Two of the countries most liked, dis-liked, controversial and opinion-dividing politicians, one of which will be our next prime minister, appeared in Maldon this weekend in a final bid to sway the county’s undecided. 

Boris Johnson and Jeremy Hunt both appeared at the Five Lakes Golf Resort in Maldon for what was the penultimate hustings event for the Conservative leadership - which will be decided on July 21.

Arriving at separate entrances, both candidates were welcomed by sizeable groups of supporters and Tory members wielding placards, as cameras crews and photographers swarmed.

Speaking ahead of the event, Boris supporter Seena Shah said she believes he has "got the character and the charisma, but the policies as well," to become PM.

Hunt backer Scott, however, thinks "Jeremy’s plan is the one that will bring the country, and crucially parliament, together."

With the obligatory hand-shaking and pleasantries over with, the evening kicked off with Jeremy Hunt, who appeared calm and concise throughout, while Boris, the headline act I guess you could say, was unsurprisingly comical, and at times, quick-firing in his delivery of how he would run the country.

Brexit was of course a major topic of discussion, with Boris stating "if we have a No-Deal Brexit we will be ready for it," while Jeremy - who believes his entrepreneurial experience will stand him in good stead when tackling tough negotiations - pleaded with party members to not "take No-Deal off the table."
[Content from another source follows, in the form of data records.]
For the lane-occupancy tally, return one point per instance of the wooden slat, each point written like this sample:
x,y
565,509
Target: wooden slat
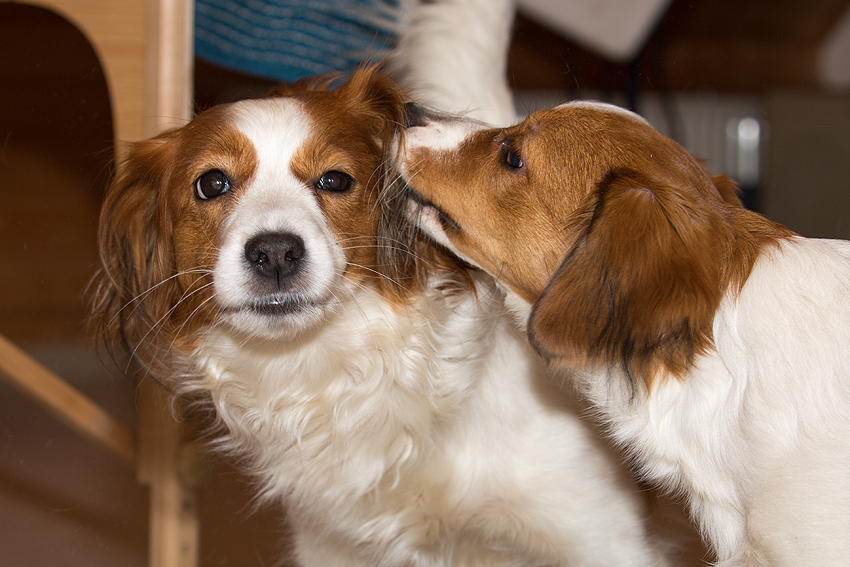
x,y
64,402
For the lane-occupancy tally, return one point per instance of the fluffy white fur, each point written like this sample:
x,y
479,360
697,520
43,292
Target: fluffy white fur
x,y
422,438
453,55
757,432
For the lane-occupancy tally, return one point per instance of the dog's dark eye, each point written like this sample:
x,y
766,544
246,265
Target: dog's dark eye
x,y
334,182
510,155
212,184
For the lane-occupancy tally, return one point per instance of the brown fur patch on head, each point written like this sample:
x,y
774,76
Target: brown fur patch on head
x,y
159,243
640,287
157,246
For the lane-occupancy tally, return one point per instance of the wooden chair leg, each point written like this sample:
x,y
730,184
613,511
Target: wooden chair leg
x,y
167,464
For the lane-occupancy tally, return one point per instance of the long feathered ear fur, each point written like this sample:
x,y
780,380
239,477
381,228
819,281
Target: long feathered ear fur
x,y
641,284
135,288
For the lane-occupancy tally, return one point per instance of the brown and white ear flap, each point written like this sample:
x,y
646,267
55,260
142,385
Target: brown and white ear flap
x,y
134,247
640,286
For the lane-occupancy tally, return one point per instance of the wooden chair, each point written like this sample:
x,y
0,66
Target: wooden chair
x,y
145,49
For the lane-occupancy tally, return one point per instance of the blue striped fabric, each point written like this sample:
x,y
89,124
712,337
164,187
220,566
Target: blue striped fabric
x,y
285,40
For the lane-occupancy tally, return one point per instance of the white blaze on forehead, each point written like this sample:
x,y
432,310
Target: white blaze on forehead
x,y
277,128
275,200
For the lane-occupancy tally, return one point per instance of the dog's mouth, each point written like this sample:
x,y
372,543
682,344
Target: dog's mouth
x,y
278,306
417,204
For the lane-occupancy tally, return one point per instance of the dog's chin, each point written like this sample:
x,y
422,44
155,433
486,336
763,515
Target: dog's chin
x,y
276,318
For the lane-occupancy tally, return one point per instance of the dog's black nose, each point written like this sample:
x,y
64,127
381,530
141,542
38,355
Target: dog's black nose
x,y
275,256
414,115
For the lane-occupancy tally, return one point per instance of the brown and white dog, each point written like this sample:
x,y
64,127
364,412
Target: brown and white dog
x,y
713,341
403,423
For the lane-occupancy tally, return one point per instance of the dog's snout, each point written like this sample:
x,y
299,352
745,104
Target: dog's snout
x,y
275,256
414,115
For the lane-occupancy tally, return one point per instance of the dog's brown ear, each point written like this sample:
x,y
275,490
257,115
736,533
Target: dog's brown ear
x,y
382,97
135,286
640,286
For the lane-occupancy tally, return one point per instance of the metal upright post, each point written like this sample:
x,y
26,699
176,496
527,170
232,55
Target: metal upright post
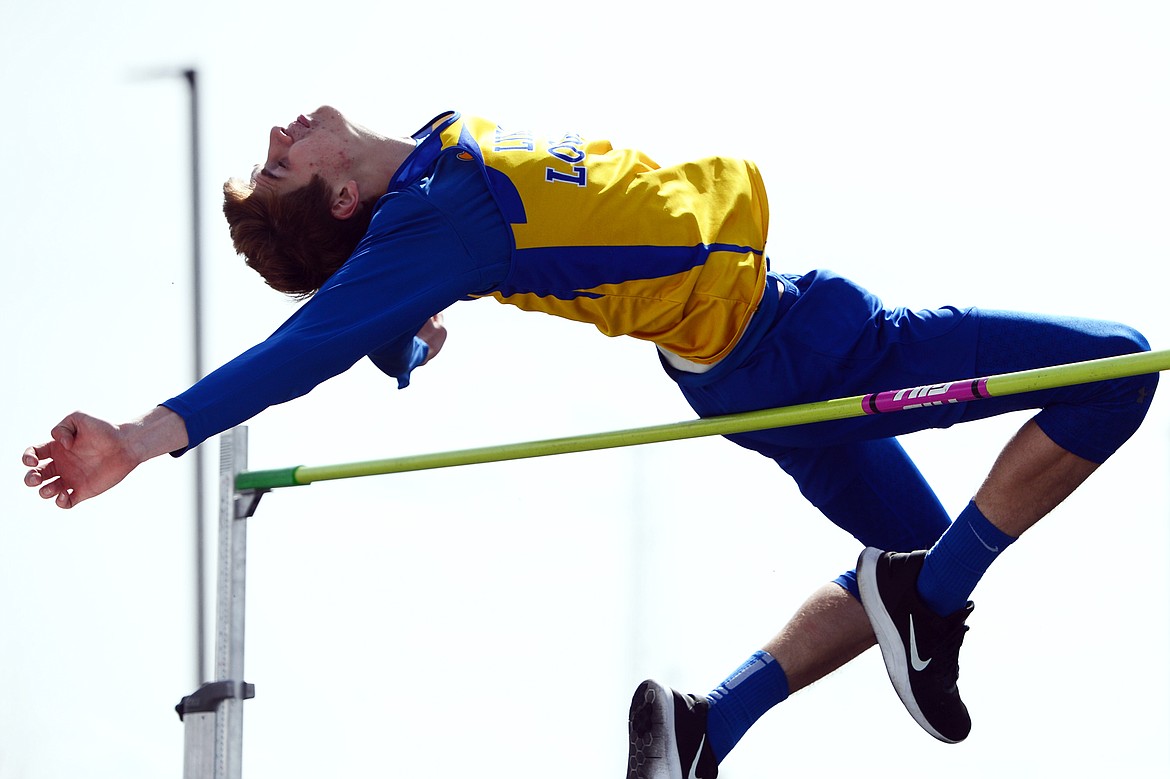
x,y
213,715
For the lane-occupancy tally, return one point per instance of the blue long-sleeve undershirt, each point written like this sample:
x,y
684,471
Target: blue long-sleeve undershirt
x,y
431,243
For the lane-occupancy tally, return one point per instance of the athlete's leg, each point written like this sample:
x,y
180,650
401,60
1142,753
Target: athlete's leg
x,y
917,604
1076,428
873,490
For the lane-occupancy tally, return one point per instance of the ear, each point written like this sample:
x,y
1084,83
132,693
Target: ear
x,y
346,201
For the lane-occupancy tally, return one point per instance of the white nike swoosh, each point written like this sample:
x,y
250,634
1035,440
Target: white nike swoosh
x,y
694,765
916,661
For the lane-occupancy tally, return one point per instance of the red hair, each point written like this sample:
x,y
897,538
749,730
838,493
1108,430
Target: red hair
x,y
293,240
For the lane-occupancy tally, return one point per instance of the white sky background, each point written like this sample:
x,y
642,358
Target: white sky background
x,y
494,620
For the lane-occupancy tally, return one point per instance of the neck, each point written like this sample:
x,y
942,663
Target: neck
x,y
385,157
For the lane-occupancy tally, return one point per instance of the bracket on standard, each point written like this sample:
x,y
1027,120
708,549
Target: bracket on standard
x,y
208,696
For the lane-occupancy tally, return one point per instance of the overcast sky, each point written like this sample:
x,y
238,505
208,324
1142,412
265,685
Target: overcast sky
x,y
494,620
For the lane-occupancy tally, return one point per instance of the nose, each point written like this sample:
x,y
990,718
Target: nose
x,y
277,144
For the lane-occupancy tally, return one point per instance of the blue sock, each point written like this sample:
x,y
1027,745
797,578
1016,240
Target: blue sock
x,y
742,698
958,559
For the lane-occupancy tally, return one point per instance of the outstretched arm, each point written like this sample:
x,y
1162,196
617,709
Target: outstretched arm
x,y
87,456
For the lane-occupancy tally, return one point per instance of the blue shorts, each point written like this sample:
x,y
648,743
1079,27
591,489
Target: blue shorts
x,y
820,336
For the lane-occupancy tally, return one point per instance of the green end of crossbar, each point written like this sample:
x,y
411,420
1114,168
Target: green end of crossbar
x,y
267,480
790,415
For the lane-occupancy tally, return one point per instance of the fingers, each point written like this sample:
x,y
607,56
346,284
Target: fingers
x,y
64,432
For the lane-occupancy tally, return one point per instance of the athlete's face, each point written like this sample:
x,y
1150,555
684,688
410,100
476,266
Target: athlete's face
x,y
321,143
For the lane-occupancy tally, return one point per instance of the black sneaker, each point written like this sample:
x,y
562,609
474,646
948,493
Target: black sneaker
x,y
668,735
920,648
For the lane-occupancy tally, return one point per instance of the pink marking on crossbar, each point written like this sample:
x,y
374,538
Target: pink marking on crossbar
x,y
934,394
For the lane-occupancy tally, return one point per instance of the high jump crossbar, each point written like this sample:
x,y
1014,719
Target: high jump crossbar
x,y
879,402
214,712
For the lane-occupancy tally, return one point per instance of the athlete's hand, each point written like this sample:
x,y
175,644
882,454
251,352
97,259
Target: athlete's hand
x,y
433,335
87,455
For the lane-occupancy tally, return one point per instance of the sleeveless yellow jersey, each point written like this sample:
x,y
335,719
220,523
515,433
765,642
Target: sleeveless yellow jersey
x,y
673,255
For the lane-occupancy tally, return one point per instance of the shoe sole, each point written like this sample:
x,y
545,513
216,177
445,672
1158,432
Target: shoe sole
x,y
889,639
656,767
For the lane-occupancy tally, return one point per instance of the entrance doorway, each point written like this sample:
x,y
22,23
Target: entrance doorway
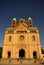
x,y
9,54
34,54
22,53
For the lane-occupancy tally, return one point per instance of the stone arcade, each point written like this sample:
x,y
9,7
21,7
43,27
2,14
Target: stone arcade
x,y
22,40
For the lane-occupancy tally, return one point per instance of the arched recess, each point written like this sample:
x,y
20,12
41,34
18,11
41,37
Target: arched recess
x,y
9,54
21,53
35,55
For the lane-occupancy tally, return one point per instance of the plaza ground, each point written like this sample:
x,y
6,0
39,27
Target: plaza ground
x,y
20,62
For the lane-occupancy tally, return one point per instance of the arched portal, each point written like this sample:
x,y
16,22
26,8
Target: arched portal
x,y
21,53
9,54
34,54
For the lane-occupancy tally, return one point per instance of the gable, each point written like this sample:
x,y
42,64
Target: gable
x,y
21,27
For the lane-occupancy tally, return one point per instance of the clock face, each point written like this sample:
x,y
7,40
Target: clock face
x,y
21,37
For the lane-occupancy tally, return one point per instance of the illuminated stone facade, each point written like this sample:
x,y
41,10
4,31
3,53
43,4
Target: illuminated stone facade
x,y
22,40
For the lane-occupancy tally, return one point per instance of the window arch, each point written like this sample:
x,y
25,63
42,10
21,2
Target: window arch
x,y
34,54
9,54
33,38
9,38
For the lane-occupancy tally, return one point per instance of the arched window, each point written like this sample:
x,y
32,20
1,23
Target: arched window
x,y
34,54
9,38
9,54
33,38
22,53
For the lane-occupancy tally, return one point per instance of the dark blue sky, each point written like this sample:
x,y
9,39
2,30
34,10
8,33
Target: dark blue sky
x,y
19,9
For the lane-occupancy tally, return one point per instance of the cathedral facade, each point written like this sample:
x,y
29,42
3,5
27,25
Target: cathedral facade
x,y
22,40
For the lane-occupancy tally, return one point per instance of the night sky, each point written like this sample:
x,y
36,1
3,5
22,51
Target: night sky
x,y
21,9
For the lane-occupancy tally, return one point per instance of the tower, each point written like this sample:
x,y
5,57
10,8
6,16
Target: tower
x,y
22,40
14,22
30,23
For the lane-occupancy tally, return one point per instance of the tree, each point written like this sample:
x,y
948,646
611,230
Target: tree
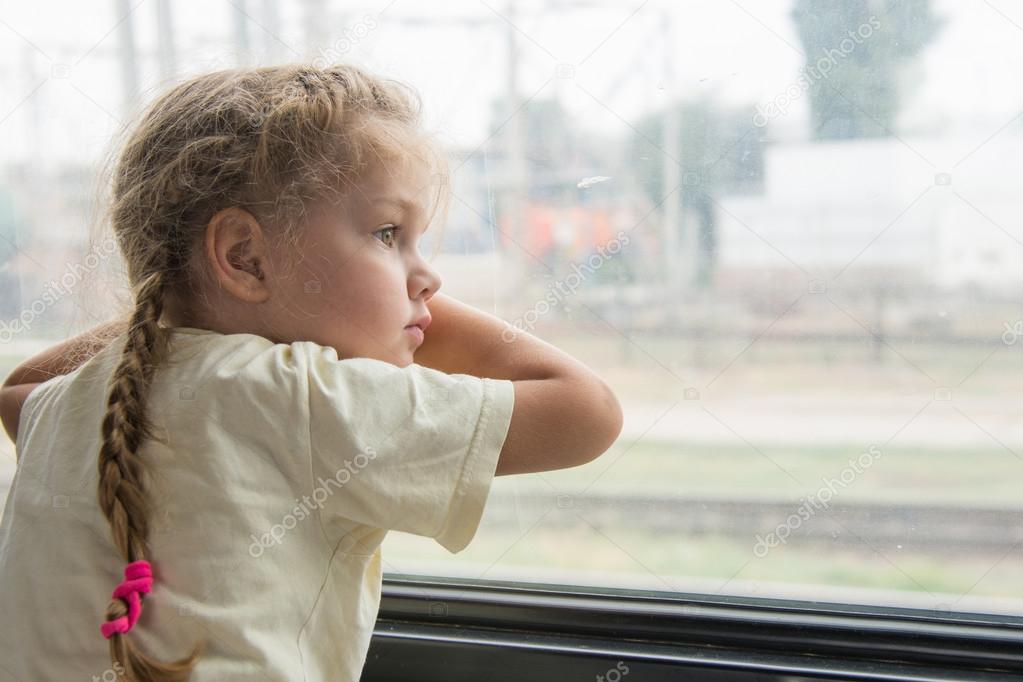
x,y
856,51
720,153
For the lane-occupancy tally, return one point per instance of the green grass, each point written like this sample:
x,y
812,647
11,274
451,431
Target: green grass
x,y
985,478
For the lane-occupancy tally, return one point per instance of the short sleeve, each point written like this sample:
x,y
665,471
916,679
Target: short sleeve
x,y
407,449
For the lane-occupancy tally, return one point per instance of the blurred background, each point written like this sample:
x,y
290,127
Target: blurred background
x,y
788,233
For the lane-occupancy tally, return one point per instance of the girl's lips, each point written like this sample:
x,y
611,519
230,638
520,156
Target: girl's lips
x,y
416,333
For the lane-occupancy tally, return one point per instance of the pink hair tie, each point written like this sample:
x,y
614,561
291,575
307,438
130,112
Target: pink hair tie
x,y
138,578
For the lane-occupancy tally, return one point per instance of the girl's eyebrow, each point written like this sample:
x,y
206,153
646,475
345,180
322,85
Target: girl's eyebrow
x,y
402,203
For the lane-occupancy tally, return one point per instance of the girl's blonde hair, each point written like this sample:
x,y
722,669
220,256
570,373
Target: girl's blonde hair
x,y
270,140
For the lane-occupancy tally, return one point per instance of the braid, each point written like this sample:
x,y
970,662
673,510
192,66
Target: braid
x,y
122,486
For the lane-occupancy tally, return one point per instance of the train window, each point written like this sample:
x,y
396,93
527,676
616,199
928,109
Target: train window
x,y
787,233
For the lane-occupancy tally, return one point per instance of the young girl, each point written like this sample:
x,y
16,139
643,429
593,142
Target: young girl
x,y
232,452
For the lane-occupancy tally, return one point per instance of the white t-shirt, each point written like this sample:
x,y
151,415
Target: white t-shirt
x,y
276,473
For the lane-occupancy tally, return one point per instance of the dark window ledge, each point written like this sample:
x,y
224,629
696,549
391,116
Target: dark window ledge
x,y
450,629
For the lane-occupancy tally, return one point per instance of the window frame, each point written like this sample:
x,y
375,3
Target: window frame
x,y
560,632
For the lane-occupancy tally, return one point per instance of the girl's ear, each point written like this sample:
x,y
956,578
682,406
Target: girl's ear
x,y
235,246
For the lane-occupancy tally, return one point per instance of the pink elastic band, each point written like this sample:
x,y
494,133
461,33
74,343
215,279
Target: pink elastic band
x,y
138,578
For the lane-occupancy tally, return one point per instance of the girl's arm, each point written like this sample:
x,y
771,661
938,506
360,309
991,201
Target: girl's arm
x,y
60,359
565,415
65,356
462,339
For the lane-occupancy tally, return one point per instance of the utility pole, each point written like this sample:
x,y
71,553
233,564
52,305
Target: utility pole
x,y
672,265
129,67
516,182
165,41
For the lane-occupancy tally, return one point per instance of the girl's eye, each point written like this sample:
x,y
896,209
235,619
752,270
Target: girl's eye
x,y
395,229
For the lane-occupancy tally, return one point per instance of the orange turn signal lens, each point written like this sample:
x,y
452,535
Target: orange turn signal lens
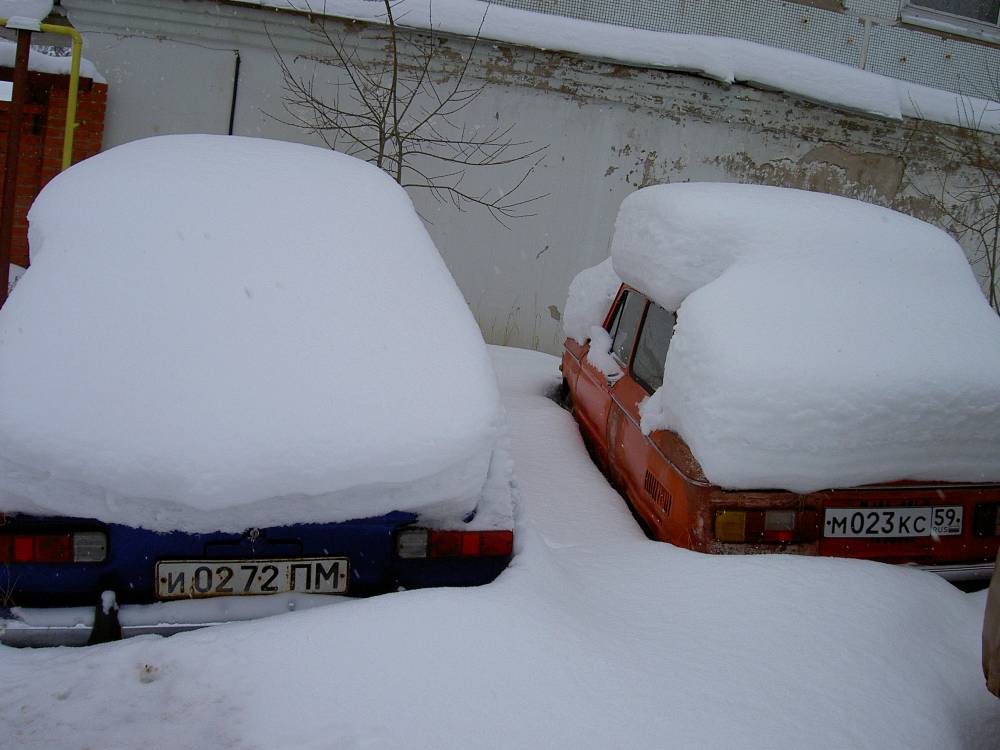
x,y
731,526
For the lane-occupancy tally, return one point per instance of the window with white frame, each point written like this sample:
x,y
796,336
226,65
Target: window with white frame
x,y
976,18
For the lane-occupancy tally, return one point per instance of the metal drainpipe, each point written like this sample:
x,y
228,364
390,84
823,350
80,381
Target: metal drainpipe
x,y
14,134
236,87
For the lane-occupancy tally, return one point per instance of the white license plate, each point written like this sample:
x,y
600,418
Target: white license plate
x,y
184,579
942,520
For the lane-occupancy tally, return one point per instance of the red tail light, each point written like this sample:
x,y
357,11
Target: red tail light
x,y
757,526
419,543
86,546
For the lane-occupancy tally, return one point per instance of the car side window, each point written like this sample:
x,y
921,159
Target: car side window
x,y
651,351
625,324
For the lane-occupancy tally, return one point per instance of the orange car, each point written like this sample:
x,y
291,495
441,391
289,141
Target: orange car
x,y
949,528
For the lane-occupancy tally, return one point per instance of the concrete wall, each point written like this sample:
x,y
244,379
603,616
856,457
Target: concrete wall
x,y
868,34
171,67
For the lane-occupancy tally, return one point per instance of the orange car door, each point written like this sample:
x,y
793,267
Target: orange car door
x,y
638,465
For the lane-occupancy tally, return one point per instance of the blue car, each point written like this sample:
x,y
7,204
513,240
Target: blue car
x,y
236,380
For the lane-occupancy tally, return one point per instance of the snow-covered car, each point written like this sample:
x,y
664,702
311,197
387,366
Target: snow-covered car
x,y
237,375
770,370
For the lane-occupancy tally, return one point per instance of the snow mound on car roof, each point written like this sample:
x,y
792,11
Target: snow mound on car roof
x,y
820,341
221,332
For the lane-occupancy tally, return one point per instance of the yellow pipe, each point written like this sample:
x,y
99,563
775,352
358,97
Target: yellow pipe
x,y
74,87
74,84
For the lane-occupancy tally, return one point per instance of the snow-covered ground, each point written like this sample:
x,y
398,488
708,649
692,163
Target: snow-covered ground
x,y
594,638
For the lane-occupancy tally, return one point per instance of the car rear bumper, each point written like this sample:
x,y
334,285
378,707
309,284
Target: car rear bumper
x,y
958,573
73,626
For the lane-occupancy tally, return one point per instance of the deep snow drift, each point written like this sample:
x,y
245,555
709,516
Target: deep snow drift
x,y
221,332
820,341
595,638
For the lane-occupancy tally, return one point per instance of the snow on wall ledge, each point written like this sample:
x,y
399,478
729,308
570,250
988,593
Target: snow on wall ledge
x,y
40,62
721,58
221,332
820,341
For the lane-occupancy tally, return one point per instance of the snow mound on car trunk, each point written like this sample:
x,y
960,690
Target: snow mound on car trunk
x,y
221,332
820,341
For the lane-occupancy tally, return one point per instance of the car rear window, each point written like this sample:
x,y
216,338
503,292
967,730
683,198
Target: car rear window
x,y
651,352
625,324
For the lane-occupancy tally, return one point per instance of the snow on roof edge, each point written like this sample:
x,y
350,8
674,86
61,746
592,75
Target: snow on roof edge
x,y
720,58
42,62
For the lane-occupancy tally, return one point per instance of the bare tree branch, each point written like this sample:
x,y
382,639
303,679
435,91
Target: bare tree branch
x,y
401,113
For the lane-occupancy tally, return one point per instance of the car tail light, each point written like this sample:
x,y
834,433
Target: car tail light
x,y
83,546
423,543
760,526
986,519
731,526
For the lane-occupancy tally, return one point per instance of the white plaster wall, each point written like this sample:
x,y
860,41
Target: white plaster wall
x,y
170,67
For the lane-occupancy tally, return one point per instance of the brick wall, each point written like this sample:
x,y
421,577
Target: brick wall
x,y
40,153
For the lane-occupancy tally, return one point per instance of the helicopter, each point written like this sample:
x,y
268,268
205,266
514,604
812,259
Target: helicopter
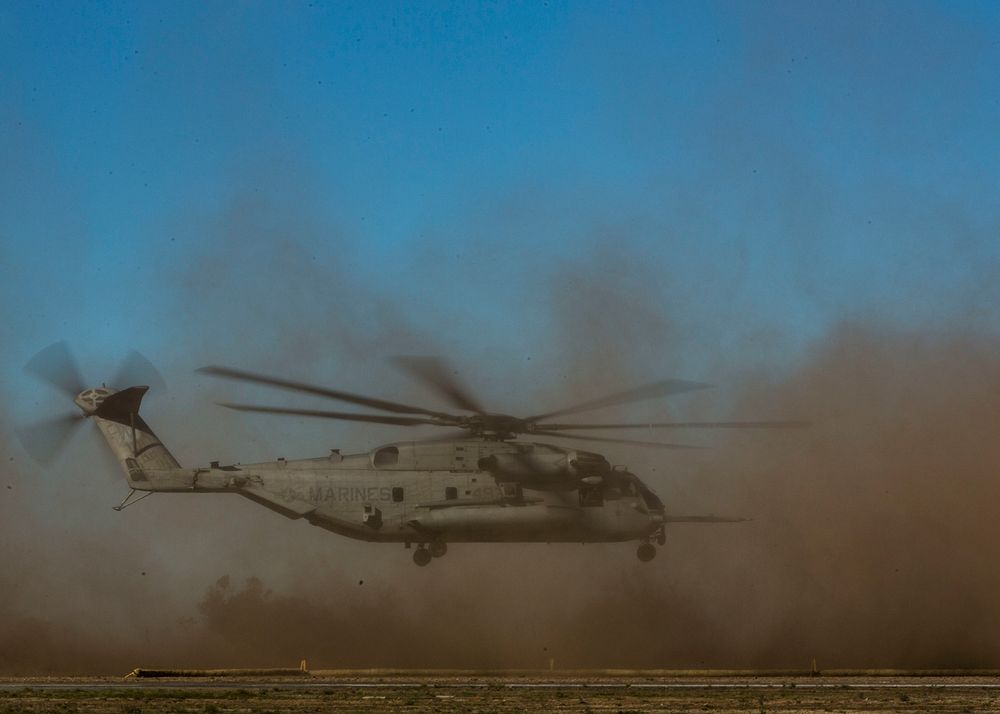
x,y
477,483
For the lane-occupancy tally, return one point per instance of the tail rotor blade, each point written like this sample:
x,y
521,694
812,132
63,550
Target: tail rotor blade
x,y
45,439
57,366
137,370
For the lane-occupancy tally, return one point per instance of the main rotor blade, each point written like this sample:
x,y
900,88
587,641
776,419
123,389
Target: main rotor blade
x,y
137,370
254,378
436,374
45,439
638,394
342,416
57,366
631,442
682,425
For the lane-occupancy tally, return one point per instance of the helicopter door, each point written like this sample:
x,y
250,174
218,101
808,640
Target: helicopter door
x,y
463,456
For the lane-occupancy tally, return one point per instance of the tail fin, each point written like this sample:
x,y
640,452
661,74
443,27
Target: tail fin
x,y
134,444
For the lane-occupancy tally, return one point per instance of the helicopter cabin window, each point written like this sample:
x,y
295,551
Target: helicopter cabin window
x,y
387,456
591,496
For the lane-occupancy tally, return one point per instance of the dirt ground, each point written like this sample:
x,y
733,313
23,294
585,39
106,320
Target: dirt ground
x,y
502,694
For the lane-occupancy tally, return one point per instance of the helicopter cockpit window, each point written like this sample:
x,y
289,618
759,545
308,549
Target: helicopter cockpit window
x,y
387,456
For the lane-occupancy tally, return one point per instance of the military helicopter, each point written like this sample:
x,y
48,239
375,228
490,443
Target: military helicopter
x,y
477,483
Elsewhere, cuts to policing was also brought up, to which Boris pledged to put 20,000 more officers on the streets, much to the delight of Essex's police, fire and crime commissioner, Roger Hirst, who was in attendance.

And Jeremy also addressed the issue as somewhat of a priority, highlighting the diminished numbers as his "second biggest concern."

With the recent redundancies that have hit teachers and schools across Essex, it was no shock when both Boris and Jeremy spoke about the need for better educational infrastructure, with Boris even saying "we need to pay teachers more and employ more teachers."

The ever room-splitting talking point of housing was also raised, but Jeremy defiantly claimed "we need to build more houses."

During a non-political segment, in which host Iain Dale attempted to tap into the hardened politicians' more personal sides and life beyond parliament, Jeremy performed best, but Boris arguably received the biggest cheer of the night when he appealed to the room's traffic-hating commuters shouting "isn't it time we did something about the A12 my friends?"

Speaking about how the pair faired during the Q&A hustings, MP for Colchester Will Quince said: "I thought they both performed really.

"They were both great on detail and they both made commitments in relation to the east of England and some of the big issues we have around housing and transport infrastructure, which was positive.

"I thought they both did really well."